Different expenses, different rules
You’re probably familiar with, or have at least heard of, the “wholly, exclusively and necessarily” rule in the context of tax relief for employment-related expenses. The effect of the rule is to deny tax relief for expenses if there’s so much as a hint of a non-business use. This rule doesn’t apply in the same way to capital expenses such as the cost of equipment which you use in your job.
Capital expenditure
The rule for capital expenditure on equipment used for work, e.g. a PC, home office furniture, etc. is less rigorous than for general expenses. The “wholly and exclusively” condition doesn’t apply. Instead, to qualify for tax relief a capital expense need only be necessarily incurred for the purpose of your job.
Example. Gareth is the finance director of Acom Ltd. The PC he uses was bought primarily for personal use. It cost Gareth £1,320 including VAT. However, it’s soon apparent that he’s spending far more time using it for work than for pleasure. Gareth estimates his business use at 80%. Because he can’t do his job without the PC, in other words it’s necessary that he has it, he claims a tax deduction for £1,056 (£1,320 x 80%). This seems reasonable and in line with what the rules say. The trouble is HMRC has in the past tried to put its own spin on what the “necessarily” condition means in practice.
Trap. Some tax inspectors argue that the “necessarily” condition is only met for capital expenditure if the director or employee who incurred it was explicitly instructed to do so by their employer. They expect there to be something in the company staff policy or employment contract to that effect. This interpretation twists what the legislation actually says.
What the law says and means
The “necessarily” condition relates to the nature of the job and not instructions by an employer to make a purchase. The necessity for something is usually implied by the type of work. For example, if your job is to monitor an IT network and you’re on call 24 hours a day, the need for a PC or similar is undoubtedly necessary as is something to sit on while working. Therefore, tax relief can be claimed for a proportionate part of the cost of any equipment you can’t do your job without.

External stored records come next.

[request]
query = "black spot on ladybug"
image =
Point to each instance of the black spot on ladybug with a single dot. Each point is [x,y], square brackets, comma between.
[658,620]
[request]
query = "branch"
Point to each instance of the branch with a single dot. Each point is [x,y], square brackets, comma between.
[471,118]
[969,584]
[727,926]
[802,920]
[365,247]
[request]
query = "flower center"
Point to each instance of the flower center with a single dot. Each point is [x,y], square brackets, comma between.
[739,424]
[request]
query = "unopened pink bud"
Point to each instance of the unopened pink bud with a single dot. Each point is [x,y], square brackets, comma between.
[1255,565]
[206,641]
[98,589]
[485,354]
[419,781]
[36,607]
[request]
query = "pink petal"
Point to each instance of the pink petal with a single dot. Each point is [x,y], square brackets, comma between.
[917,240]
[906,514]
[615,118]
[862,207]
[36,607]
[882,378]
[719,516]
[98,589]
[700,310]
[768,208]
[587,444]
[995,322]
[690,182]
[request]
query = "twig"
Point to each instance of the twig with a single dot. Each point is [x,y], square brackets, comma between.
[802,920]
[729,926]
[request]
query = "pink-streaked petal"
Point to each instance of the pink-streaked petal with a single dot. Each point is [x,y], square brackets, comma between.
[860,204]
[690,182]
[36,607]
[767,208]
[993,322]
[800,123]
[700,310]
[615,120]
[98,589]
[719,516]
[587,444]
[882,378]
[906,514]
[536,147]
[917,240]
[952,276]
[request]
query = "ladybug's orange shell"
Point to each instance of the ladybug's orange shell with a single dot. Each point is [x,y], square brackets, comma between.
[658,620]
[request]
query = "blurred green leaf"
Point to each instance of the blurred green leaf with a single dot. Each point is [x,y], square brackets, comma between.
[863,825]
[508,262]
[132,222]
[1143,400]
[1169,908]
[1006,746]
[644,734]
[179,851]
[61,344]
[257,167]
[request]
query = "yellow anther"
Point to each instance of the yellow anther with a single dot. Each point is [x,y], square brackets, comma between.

Trap. Some inspectors use an alternative argument to refuse claims for tax relief. They argue that only if there’s a requirement (a necessity) to work away from your firm’s premises would you need to use personally owned equipment to do your job.
Tip. You can snuff out HMRC’s argument by making it your firm’s policy that if an employee’s job results in them working from home, and the company doesn’t provide equipment, the individual must pay for their own if it’s needed to do the work.